Tüm bunların altında yatan psikolojik ve sosyolojik etkenleri araştırmak gerekir. Bir taraftan zararlı olduğu herkesçe bilinmesine rağmen artan bir eğilim varken öte yandan kalkınma, ilerleme ve medeniyetin temeli bir eylemin azalma eğiliminde olması düşündürücü değil midir? Acaba bu zararlı madde alışkanlığının artmasında etkili olan etmenleri doğru okuyamıyor muyuz? Buradaki artış eğiliminin altındaki etmenleri okuma alışkanlığına döndürmek bilimsel açıdan mümkün müdür? Bence bu zararlı madde alışkanlığının artma sebebi ters psikoloji ve çeşitli sosyal kalıplar olmaktadır. Üzülüp efkârlanınca, depresyona girince, ayrılık acısı yaşayınca film, dizi ve gerçek hayatta bunlara sarılan insanların sosyal rol-davranış modeli olması çok etkili oluyor.

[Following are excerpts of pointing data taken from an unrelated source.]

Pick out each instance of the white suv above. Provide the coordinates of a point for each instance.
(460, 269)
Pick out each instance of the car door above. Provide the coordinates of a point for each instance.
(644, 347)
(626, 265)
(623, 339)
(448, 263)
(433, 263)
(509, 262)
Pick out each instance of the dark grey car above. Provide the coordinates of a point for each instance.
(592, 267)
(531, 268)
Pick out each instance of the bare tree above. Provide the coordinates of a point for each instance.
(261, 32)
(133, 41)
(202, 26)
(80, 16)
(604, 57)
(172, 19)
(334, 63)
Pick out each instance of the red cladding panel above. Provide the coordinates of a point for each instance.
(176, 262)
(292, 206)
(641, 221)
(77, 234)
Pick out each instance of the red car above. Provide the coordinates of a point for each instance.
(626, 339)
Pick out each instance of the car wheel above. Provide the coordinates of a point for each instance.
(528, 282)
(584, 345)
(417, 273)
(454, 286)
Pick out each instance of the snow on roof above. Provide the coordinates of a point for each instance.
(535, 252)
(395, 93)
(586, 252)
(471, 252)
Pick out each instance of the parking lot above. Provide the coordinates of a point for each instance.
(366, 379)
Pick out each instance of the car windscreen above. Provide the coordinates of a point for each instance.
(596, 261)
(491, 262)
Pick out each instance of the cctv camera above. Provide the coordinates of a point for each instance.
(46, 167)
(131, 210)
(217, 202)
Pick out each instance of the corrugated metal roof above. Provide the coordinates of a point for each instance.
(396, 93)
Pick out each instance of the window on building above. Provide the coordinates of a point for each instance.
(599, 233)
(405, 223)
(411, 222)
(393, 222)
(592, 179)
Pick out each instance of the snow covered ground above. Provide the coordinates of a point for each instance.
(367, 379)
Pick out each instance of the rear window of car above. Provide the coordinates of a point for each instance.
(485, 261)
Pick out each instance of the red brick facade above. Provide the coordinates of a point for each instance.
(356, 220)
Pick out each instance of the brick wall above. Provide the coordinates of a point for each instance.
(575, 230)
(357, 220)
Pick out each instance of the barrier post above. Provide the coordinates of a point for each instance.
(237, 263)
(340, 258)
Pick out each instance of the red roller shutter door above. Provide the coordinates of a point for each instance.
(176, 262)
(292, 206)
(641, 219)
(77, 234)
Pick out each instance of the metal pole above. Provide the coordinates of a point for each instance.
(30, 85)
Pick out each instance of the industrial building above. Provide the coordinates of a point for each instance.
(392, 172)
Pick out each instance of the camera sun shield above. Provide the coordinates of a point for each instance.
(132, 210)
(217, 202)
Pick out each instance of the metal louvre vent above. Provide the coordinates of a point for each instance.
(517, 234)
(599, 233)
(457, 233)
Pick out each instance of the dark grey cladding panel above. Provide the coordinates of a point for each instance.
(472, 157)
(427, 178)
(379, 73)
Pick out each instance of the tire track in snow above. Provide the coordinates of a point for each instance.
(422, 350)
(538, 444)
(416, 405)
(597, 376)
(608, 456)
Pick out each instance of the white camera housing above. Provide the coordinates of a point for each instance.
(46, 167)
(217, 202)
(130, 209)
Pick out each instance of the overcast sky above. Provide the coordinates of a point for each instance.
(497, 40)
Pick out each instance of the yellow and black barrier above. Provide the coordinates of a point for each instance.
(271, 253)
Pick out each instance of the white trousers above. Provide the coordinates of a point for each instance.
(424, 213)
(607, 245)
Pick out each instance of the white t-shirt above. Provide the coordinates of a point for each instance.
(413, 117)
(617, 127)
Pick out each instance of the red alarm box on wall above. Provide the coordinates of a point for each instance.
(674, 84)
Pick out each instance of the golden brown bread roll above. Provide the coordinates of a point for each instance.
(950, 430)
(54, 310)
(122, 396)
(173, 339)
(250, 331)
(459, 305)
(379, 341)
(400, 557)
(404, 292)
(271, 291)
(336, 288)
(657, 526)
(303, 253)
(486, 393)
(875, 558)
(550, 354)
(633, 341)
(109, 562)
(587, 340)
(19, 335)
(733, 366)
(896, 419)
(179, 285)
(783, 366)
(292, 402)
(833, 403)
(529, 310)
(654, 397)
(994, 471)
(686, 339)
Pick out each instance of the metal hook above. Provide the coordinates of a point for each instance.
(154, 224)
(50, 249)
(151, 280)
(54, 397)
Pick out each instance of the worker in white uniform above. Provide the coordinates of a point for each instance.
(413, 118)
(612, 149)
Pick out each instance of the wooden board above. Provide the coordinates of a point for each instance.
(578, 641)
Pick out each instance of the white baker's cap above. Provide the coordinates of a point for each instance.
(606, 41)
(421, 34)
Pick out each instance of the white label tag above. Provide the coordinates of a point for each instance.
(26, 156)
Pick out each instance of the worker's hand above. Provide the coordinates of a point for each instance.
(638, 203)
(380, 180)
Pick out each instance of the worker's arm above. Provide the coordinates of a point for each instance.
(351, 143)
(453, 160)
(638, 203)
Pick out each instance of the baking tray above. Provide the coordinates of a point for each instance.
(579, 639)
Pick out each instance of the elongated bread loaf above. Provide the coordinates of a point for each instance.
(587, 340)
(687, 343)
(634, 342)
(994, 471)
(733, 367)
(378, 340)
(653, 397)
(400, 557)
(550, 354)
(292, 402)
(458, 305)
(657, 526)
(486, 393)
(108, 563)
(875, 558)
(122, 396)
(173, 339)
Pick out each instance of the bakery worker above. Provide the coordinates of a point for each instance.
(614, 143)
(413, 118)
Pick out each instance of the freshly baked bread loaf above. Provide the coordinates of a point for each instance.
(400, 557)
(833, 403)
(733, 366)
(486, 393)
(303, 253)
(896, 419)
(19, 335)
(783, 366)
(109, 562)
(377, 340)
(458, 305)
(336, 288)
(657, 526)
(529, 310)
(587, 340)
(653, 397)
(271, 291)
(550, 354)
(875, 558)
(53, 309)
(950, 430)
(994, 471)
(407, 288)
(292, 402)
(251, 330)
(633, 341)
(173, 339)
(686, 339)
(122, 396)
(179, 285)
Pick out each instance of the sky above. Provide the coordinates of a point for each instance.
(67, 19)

Bir üst eğitim kurumuna geçmek için yapılan merkezi sınavlarında araştırma sonuçlarına göre okuma alışkanlığına olumsuz yönde etkisi olduğu görülmektedir. Merkezi sınavlarda başarı göstermek için kendi ve ailesinin beklentilerini karşılamak adına daha çok çalıma ve daha çok soru çözmek için mücadele veren genç nesillerin zihni yorgunluk ve yoğun sınav temposundan dolayı kitaplara ve okumaya karşı geliştirdiği bıkkınlıkta etkili olabilmektedir.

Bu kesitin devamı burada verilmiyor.